Nel 1976 la svolta: pubblica in Svizzera Cime abissali e subito perde il posto all'Università, è cacciato dall'Accademia delle Scienze e privato delle medaglie al valore conquistate durante la guerra. Dopo l'uscita, ancora in Occidente, di Un brillante futuro, aspra satira contro Brezhnev, viene invitato a scegliere tra il Gulag e l'esilio. Parte per la Germania, si sistema a Monaco dove vivrà fino al 1999.
Avrebbe ancora pubblicato molto (i saggi di Senza illusioni nel 1980 e di Il comunismo nel 1981, il romanzo Homo sovieticus nel 1983 e La casa gialla nel 1985), opere fluviali in cui la mano del docente di logica si sentiva sempre più di quella del narratore. E avrebbe deluso tutti, per la sua incredibile coerenza nel disallinearsi da qualunque aspettativa, soprattutto da quelle tipiche nei confronti del dissidente sovietico. Critico di Gorbaciov e della perestrojka, ribattezzata katastrojka con uno di quelle fulminee invenzioni verbali che gli riuscivano così bene. Critico di Eltsin e dell'influenza occidentale sulla Russia. Critico degli Usa, considerati più pericolosi della Germania nazista. Ammiratore di Slobodan Milosevic. Una volta tornato in Russia, nel 1999: critico della globalizzazione. Critico di Putin. Sostenitore della campagna presidenziale di Gennadyj Zjuganov, il segretario del Partito comunista, ritenuto un buon esempio di comunista post-comunista. Critico della Santa Rus', da lui considerata ormai morta.

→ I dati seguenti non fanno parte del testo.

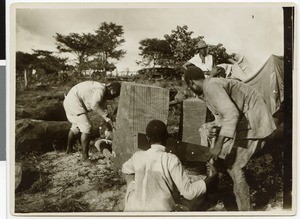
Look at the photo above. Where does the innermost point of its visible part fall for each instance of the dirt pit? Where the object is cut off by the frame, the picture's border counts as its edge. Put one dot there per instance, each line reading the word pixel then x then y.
pixel 56 182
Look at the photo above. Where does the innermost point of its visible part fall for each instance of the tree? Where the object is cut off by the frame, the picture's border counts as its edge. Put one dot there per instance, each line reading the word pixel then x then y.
pixel 176 49
pixel 219 53
pixel 82 45
pixel 109 37
pixel 183 45
pixel 155 52
pixel 49 63
pixel 25 63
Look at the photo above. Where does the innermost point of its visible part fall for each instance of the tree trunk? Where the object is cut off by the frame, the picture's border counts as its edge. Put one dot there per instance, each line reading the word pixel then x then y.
pixel 25 78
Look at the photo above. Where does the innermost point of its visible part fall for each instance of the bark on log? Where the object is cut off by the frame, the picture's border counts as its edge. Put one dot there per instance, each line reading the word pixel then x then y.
pixel 47 110
pixel 39 135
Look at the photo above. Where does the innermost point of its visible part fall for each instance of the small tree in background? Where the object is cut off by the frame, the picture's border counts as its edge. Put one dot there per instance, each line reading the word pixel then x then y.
pixel 81 45
pixel 183 45
pixel 219 53
pixel 49 63
pixel 25 63
pixel 155 52
pixel 108 37
pixel 177 48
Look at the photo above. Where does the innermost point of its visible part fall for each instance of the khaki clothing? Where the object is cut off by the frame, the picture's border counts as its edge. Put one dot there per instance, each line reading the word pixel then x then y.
pixel 239 108
pixel 157 175
pixel 245 121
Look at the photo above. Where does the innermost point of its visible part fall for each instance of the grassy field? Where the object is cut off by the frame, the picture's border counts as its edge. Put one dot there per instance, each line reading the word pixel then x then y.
pixel 55 182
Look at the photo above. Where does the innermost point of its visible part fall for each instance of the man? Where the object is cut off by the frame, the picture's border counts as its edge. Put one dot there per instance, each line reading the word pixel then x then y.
pixel 244 120
pixel 157 174
pixel 202 60
pixel 82 98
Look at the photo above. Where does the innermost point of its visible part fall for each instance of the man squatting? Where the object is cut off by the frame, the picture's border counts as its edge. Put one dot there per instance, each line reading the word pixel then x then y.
pixel 243 119
pixel 82 98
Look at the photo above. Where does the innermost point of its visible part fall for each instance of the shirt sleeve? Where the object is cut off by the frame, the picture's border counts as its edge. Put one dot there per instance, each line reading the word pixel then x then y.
pixel 219 99
pixel 186 187
pixel 96 102
pixel 209 62
pixel 128 167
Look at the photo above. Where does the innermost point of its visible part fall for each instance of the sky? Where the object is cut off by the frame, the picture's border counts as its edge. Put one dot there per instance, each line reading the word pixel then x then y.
pixel 255 32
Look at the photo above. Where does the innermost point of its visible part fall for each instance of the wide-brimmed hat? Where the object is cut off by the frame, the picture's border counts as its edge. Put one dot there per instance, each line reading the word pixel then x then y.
pixel 201 44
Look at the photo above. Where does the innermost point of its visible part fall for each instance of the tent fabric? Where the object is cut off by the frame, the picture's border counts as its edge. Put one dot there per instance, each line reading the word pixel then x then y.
pixel 269 81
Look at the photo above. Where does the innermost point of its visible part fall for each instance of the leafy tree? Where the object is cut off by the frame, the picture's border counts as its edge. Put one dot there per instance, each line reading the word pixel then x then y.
pixel 182 44
pixel 219 53
pixel 25 61
pixel 177 48
pixel 81 45
pixel 155 52
pixel 109 37
pixel 48 62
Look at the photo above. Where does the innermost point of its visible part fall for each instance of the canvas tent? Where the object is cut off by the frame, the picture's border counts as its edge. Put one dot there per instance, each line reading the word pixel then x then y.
pixel 269 81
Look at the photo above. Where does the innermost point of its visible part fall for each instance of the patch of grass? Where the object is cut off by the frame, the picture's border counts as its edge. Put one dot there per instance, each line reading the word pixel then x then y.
pixel 265 180
pixel 107 180
pixel 69 204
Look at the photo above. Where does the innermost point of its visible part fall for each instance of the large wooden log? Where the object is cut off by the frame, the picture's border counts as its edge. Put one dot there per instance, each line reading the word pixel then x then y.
pixel 47 110
pixel 138 105
pixel 194 115
pixel 39 135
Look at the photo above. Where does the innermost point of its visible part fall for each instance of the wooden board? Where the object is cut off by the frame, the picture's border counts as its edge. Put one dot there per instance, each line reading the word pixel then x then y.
pixel 138 105
pixel 184 151
pixel 193 117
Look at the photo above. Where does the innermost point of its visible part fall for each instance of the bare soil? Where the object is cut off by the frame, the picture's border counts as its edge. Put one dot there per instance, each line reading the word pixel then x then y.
pixel 56 182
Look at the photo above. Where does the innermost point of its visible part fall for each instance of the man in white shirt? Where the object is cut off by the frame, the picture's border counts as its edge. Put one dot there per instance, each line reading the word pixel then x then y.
pixel 82 98
pixel 158 174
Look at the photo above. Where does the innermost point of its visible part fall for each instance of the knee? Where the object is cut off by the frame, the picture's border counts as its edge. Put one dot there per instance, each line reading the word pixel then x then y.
pixel 236 173
pixel 75 130
pixel 86 128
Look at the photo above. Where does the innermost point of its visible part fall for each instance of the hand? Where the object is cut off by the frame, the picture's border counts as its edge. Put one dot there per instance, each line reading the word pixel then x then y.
pixel 214 131
pixel 215 151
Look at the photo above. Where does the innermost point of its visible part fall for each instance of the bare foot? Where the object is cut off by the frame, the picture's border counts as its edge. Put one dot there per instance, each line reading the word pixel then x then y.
pixel 69 151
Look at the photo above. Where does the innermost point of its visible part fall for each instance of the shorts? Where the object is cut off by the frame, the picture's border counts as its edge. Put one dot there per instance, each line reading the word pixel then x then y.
pixel 80 123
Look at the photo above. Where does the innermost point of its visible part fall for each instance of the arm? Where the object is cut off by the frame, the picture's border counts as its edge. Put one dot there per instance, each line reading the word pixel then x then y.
pixel 128 167
pixel 97 101
pixel 188 189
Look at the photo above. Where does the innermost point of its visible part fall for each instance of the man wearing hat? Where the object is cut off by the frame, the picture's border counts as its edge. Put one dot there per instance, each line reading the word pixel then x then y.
pixel 244 121
pixel 202 60
pixel 158 174
pixel 82 98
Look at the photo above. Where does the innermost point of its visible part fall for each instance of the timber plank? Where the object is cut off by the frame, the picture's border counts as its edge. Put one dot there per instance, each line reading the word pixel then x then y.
pixel 193 117
pixel 183 150
pixel 138 105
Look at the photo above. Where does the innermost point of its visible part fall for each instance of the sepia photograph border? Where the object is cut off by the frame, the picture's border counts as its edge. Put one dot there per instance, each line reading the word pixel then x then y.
pixel 290 89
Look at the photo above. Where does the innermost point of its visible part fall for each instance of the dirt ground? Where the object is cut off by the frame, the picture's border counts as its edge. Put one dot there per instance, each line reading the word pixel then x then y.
pixel 56 182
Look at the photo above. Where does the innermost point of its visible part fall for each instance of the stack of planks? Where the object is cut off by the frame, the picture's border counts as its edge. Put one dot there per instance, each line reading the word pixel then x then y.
pixel 194 116
pixel 138 105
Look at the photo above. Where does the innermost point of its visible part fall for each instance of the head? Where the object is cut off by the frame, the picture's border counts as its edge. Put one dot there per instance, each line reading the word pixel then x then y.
pixel 156 132
pixel 114 89
pixel 105 130
pixel 201 48
pixel 218 72
pixel 194 78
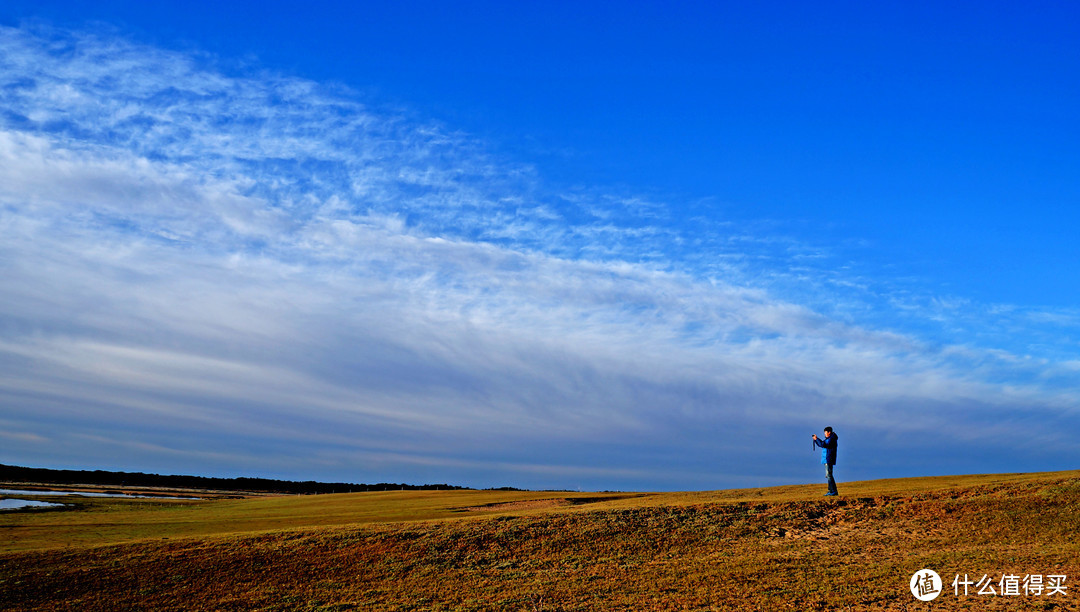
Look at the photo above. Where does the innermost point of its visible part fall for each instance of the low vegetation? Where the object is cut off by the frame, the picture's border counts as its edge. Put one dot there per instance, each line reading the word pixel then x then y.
pixel 779 548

La vita e il destino gli hanno però riservato una beffa che lo farebbe infuriare. Non è in queste posizioni recenti e controverse lo Zinovev che durerà, quello che leggeremo anche in futuro per capire meglio il passato. Questi lo troveremo, come sempre, nei saggi scritti da dissidente, cioè nel ruolo e nella condizione che più gli stavano stretti. C'era un homo sovieticus, eccome se c'era, e ben lo vediamo in questi ultimi tempi. Zinovev lo capì per primo, per primo cercò di descriverlo in modo quasi scientifico e sempre venato di un'ironia feroce, puntuta come solo la logica può esserlo. Di questo Zinovev sentiremo la mancanza. «La menzogna è in generale un elemento creativo della nostra vita», aveva sarcasticamente scritto dell'Urss. Pochi si erano battuti qua nto lui per affermare il contrario.